Although he wasn’t featured in any marketing and there was no public announcement, it wasn’t long before word got out that OTD is the new brand set up by iconic designer John Varvatos a year after he left his namesake brand.
Varvatos left his brand in 2020 after the company declared bankruptcy and was sold off to investor Lion Capital.
Now, four months after OTD soft-launched, Varvatos said he’s finally ready to start talking about how it differs from his work at his previous brand. The differences aren’t just aesthetic, although OTD has a younger target demo and a more pop-culture-focused look compared to the rock and roll of John Varvatos. Think clothes inspired by Dua Lipa, rather than Green Day. On the business side, the makeup of the OTD team is different than John Varvatos, too.
“Because we are doing men’s, women’s and unisex, instead of just men’s, there are a lot more shared responsibilities across the team,” Varvatos said. “It’s a lot of jack-of-all-trades designers working together on several different [product] categories. Aside from a few interns, there aren’t a lot of junior people on the team. We opted for a smaller but more experienced team, and that’s helped us get off to a good start.”
OTD’s team members include John Varvatos veterans like design director Olexa Casanova and digital creative director Kim Morrell.
Indeed, launching a brand in step with a physical store is a feat that most aren’t capable of doing. The standard procedure for a new brand is now starting with online sales first, building an audience and then opening stores when revenue can support it. But Varvatos said that physical retail was a core part of the company’s growth plan from the beginning. Just four months in, a second 4,000 square-foot flagship store is being built in Los Angeles. While that’s under construction, the brand is hosting a pop-up right next door.
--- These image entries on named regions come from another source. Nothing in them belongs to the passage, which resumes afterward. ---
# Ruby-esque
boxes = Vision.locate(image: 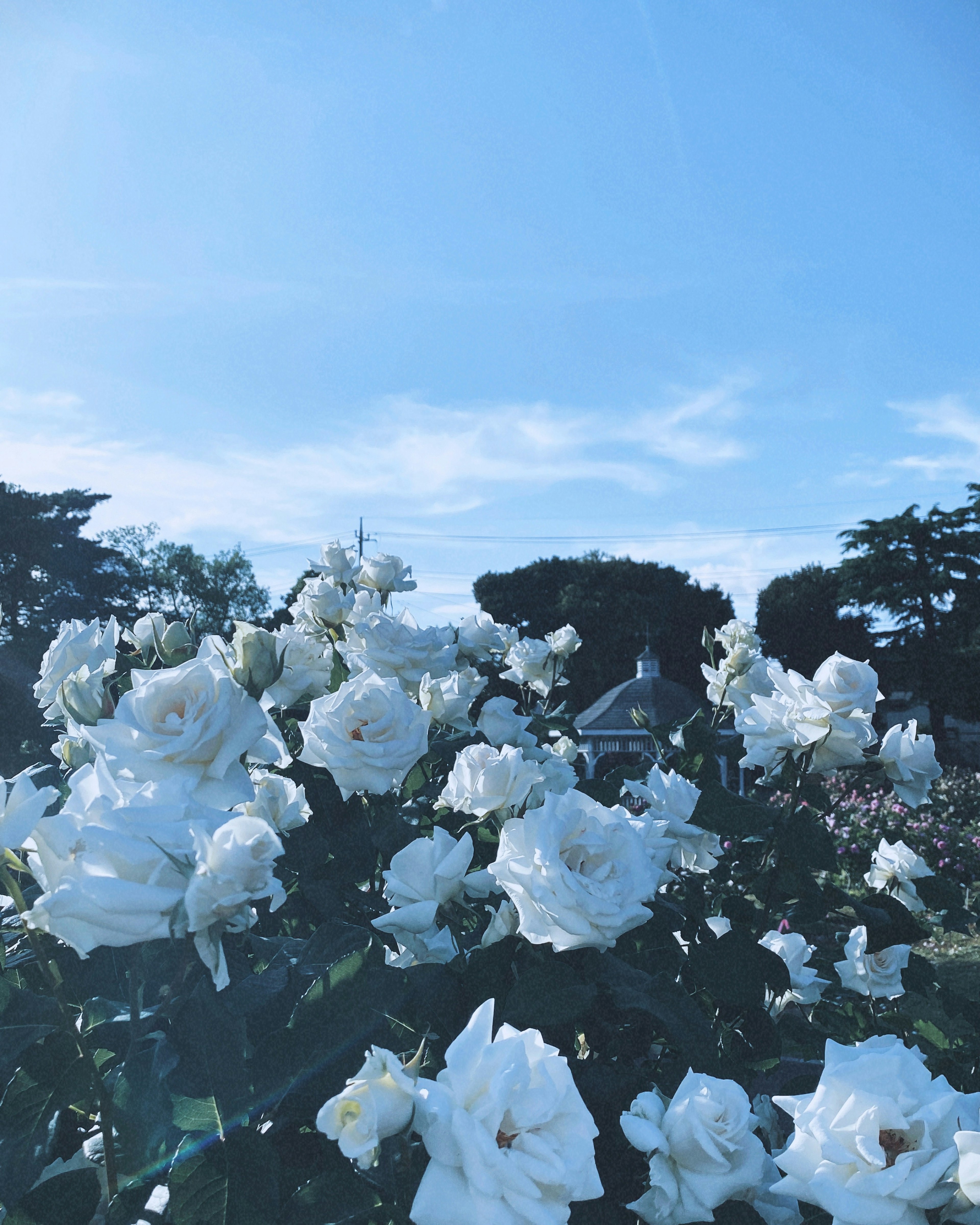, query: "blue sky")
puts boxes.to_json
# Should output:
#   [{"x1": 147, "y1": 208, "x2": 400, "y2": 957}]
[{"x1": 0, "y1": 0, "x2": 980, "y2": 620}]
OTD’s website launched at the same time its store opened. Sales are direct-only, online and in-store, for now. But that may change in the future, Varvatos said.
“For the next three years, the biggest and fastest growth channel for us will be physical retail,” Varvatos said. “We’re looking to open 2-4 stores in the U.S. this year and, hopefully, one in London next year. A lot of good real estate has opened up in the U.S. this year. Obviously online is important, but we’re very bullish on physical retail.”
Comparing the current climate to when he launched John Varvatos in 2000, Varvatos said brands need to go about launching in a completely different way. There’s so much noise out there and so many brands fighting for attention, it pays for brands to be hyper-focused in their marketing, he said.
For example, outside of stores, OTD’s marketing will mostly focus on paid social – the first campaigns are set to hit Instagram next month. They’re focused on markets like New York and Los Angeles, where OTD’s target customer is.
“You can’t afford to try and just blanket the market with your brand,” Varvatos said. “It’s one thing when you have an established brand, but being localized and specific is the better move for a startup, which is what we are, essentially.”
And though John Varvatos is a recognizable name, he said he isn’t going to be using his name or image in the marketing. He’d rather OTD’s reputation be built on the strength of its product — priced around 20% less than John Varvatos, from $85 -$975 — not the pedigree of its president.
“I have no interest in being the face of this brand,” he said.